Érase todos los días una princesa encantada que vivía en un sucio apartamento con una nevera vieja, dos siameses y una cama sin dosel -valiente invento.
 No era hermosa ni elegante, pero como todas las princesas hechizadas tenía un don: su mente imaginaba crucigramas imposibles que enviaba a diarios regionales, deportivos, nacionales, en busca del príncipe soñado capaz de averiguar su solución.
Y he aquí que cierto día Ramiro, un cuarentón oficinista miope, medio calvo y un artista en encontrar palabras escondidas, completó de arriba abajo sin trampas y sin errores el crucigrama mágico.
Entonces las letras se movieron cual resorte. Ramiro vio asustado que la tinta reptaba en lentas curvas dibujando la sonrisa de la princesa, sus orejas, su nariz, su faz traviesa. Y al lado de esa cara encantadora los números bailaban señalando el teléfono de tan dulce señora.
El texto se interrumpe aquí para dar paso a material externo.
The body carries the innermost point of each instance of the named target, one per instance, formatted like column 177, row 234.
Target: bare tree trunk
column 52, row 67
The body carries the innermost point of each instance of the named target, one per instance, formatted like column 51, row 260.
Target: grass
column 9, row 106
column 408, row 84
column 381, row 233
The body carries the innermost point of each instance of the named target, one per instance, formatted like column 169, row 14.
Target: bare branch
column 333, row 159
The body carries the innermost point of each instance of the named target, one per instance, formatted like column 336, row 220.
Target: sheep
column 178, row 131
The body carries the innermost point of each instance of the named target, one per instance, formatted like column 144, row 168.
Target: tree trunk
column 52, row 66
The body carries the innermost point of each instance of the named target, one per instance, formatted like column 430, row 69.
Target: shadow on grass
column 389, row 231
Y Ramiro, casado con dos hijos y miedoso, creyendo que un vecino, su suegra, un adivino o cualquiera habíale lanzado un mal de ojo, rasgó en pedazos el papel, suspirando, no sin antes echarle un buen vistazo a aquella chica tan mona, tan simpática, tan lista, que ahora yace ensangrentada en su cocina con el rostro desfigurado y ni una pista para poder vengarse de su amado.